If the FACE Act is repealed, it could void that agreement, she said.

She’s also dealing with a lawsuit from abortion business Carafem, which sued her for calling them “murderers” because it claims her words amounted to an “assault.” She hopes to get that suit dismissed, but doesn’t have an attorney working on it yet.

“They are taking freedom of speech and calling it assault,” she said.

Activism beyond the pro-life movement

She may be fresh out of prison, but Williams still has activism on her mind that extends beyond the pro-life movement.

She explained that in prison, the staff “did Christmas dinner and New Year’s dinner and that was nice, but I will say there has to be policy changes. They are very antagonistic [toward the inmates]. The inmates can’t curse at officers but officers curse at the inmates. … If they were having a bad day, they would make your day bad.”

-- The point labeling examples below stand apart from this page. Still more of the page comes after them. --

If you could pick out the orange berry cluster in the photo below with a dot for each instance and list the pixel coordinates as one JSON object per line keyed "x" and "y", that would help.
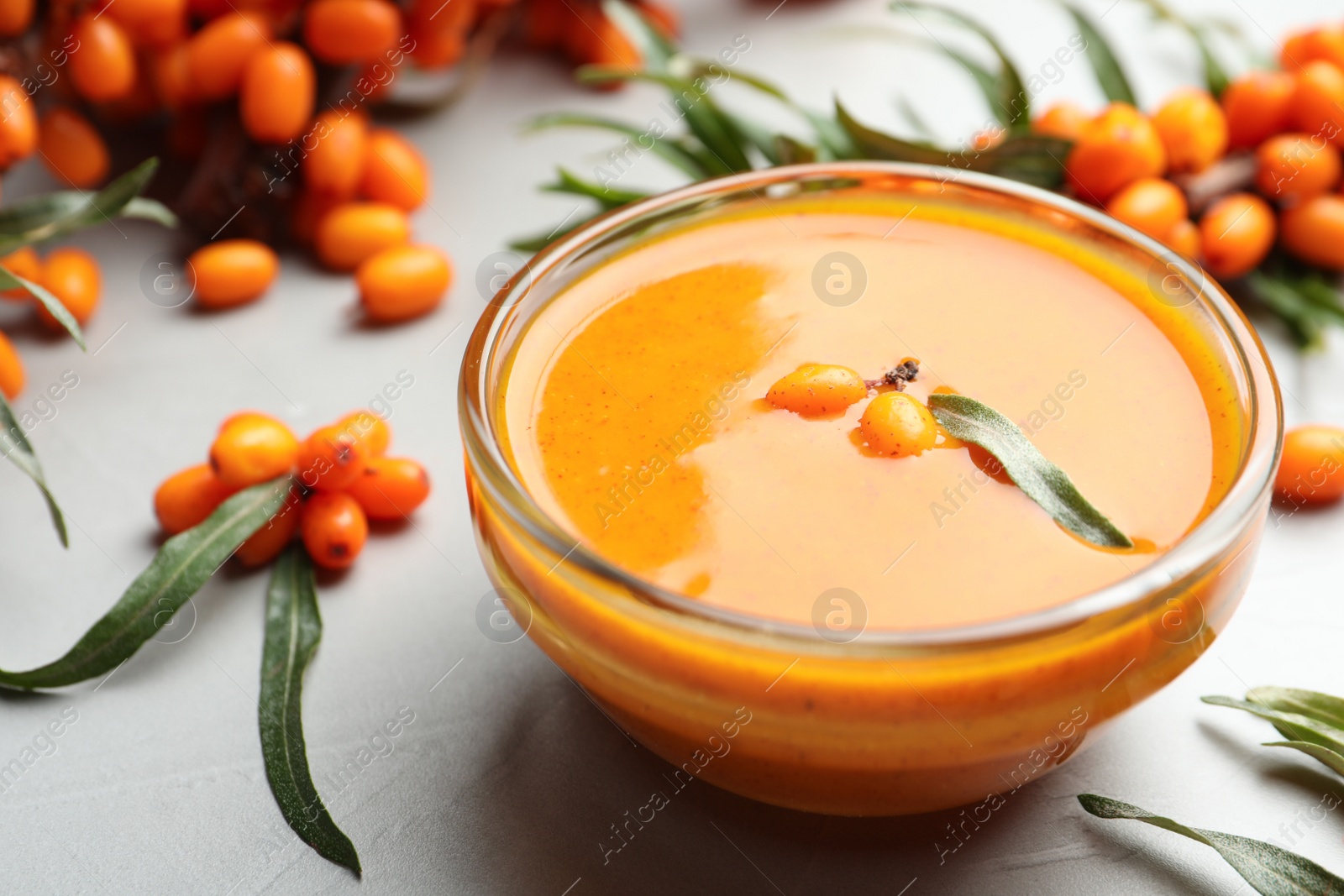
{"x": 1312, "y": 466}
{"x": 344, "y": 479}
{"x": 1284, "y": 128}
{"x": 71, "y": 275}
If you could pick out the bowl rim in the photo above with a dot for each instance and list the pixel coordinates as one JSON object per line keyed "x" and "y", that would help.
{"x": 1195, "y": 553}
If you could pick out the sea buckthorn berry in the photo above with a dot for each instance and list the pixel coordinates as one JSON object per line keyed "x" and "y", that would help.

Once she has been home for a while and settled, she would like to work to make multiple changes in the prison system to help inmates — but she’s not walking away from her anti-abortion work. Having had three abortions herself, Williams understands better than most the need to protect both preborn babies and women — and she’s ready to begin again.

“I want to be able to go to the clinic and do what I’ve been doing and practice freedom of speech,” she said. “There are more rallies to do and pro-lifers have to band together and be each other’s protection wall.”

She added, “In the pro-life movement, we have to stop criticizing each other and our different approaches and start working together. Donations [to pro-life groups] should start being advocated towards the help of other pro-lifers — not to take away from other expenses and programs, but there must be a way to help the little one out. We have to start sticking together.”

She continued:

When I first went to the clinic, I was louder than [pro-lifers] were used to. 150 abortions were scheduled and they were canceled because I was there. Women didn’t show up. I just wanted to be a witness. I didn’t realize how powerful it was [to be present outside of the abortion facility]. If we start banding together, we can do so much more. 

For now, Williams is focused on being a wife to her “amazing” husband and a mom to her little girl who is “ecstatic” that her mother is home. She and her family are getting acclimated to being “normal” again.

As for her opinion of President Trump, Williams sees him as “a hero’s hero” and she is “so grateful for him.”